Table 2 Key nondimensional flow parameters in recent studies

Herein, we experimentally and numerically explored the evolution of viscoelastic focusing with respect to the channel length. We significantly expanded the range of El from 0 to 117, Re from 0.36 to 13, De from 0.04 to 2.4, and Wi from 0 to 42.7 and examined the change in the focusing patterns with respect to varying El. In addition, our computational results suggest that the second normal stress difference (N₂) plays an important role during the transition of the focusing streams from three to one.

The concepts discussed in this work are based on rigid particles, while real-world applications often involve deformable cells. In the case of viscoelastic focusing in spiral channels, the deformability-induced force aligns with the elastic force and thus could potentially strengthen the toward-center net force. Therefore, the vertical focusing positions may move up slightly, but the final focusing patterns should not differ. It must be noted that the present work is based on dilute suspensions. As shown in our recent work⁵³, different force interactions come into play in dense cell suspensions, such as whole blood, where strong cell‒cell interactions prevent cell focusing in microfluidic devices. That is the reason that whole blood generally must be diluted before processing in microfluidic devices. We do not anticipate whole blood to work directly in the viscoelastic spiral channels.

Conclusions

In this work, for the first time, we experimentally demonstrated the evolution of particle focusing behavior along a channel downstream length at a high blockage ratio. We discovered that the vertical movement of the particles closely coordinated with their lateral migration, leading to slightly different focusing behavior depending on the flow rate and flow direction. We found that flow rate, device curvature, minimum De, and medium viscosity play important roles in particle lateral migration. Our results illustrate the full focusing pattern along the downstream channel length. Additionally, the simulation results sequentially predict that secondary flow dynamics in the channel cross-section are due to the combined effects of the Dean force and N₂-induced secondary vortices along the channel downstream. Analyses of the particle lateral and vertical migration evolution demonstrated the underlying hydraulic force balance.
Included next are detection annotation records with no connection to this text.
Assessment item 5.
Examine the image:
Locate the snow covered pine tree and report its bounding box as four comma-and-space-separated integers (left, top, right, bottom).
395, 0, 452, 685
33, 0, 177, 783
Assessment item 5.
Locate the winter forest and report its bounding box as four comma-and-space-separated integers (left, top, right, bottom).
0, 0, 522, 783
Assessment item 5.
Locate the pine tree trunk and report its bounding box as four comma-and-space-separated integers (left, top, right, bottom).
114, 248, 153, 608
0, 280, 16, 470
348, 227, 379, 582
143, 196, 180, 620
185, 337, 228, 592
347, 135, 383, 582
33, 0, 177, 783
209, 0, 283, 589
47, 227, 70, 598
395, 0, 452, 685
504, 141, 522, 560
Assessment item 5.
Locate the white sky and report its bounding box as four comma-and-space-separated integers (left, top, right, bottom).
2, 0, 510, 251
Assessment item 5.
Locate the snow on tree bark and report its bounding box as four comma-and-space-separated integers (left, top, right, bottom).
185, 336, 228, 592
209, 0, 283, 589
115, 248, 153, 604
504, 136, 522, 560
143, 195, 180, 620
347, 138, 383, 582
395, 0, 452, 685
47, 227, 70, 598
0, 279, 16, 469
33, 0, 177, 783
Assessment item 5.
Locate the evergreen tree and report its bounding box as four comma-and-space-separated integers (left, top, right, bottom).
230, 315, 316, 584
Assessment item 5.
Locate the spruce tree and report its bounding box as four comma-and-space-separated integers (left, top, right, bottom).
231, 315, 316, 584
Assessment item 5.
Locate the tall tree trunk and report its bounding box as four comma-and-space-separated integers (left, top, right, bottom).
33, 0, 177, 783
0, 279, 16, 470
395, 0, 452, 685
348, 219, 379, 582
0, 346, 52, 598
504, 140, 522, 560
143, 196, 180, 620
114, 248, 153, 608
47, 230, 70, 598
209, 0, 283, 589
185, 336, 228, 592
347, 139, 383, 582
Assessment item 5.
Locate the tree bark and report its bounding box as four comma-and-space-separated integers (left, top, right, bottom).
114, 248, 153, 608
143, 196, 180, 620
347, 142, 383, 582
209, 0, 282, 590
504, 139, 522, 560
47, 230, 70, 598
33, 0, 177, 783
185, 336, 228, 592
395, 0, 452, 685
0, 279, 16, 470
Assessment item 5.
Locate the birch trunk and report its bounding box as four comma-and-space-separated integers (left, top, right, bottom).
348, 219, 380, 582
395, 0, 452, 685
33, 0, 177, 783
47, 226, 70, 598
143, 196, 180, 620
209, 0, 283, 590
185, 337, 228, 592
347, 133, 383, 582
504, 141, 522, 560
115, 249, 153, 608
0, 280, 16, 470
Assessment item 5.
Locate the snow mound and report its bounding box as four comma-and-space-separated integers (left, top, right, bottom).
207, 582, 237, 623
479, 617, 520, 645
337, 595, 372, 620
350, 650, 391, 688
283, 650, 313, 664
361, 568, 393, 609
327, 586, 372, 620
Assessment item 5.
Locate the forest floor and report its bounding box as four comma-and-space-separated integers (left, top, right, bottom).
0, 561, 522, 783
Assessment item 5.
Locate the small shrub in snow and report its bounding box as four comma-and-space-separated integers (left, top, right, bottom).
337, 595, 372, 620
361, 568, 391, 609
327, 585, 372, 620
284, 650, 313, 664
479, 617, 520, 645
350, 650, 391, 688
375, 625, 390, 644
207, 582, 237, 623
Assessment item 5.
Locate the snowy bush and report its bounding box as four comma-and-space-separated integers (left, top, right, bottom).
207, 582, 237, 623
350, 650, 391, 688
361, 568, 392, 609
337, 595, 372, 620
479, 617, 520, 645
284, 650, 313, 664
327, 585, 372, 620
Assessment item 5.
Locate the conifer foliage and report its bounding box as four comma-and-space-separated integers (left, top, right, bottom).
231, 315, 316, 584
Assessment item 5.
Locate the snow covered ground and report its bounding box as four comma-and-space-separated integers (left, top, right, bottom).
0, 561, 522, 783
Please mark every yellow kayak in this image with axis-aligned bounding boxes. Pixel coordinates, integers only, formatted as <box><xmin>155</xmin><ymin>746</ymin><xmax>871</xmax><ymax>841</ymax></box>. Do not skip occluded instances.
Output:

While the migration dynamics in straight channels have been explored, this work fills the knowledge gap in spiral channels, which exhibit more complex force interactions and unclear focusing dynamics. Our work delineates the migration and focusing patterns in carrier fluids with a wide range of properties. Thus, when developing spiral viscoelastic microfluidic devices, we may consider using only Stage 1 for rapid focusing and enrichment, or we may use 3D focusing in Stage 3 for spatial manipulation and cytometry applications. We may also consider adjusting the fluid properties (e.g., PEO concentration) when the pressure drop inside the device is a constraint.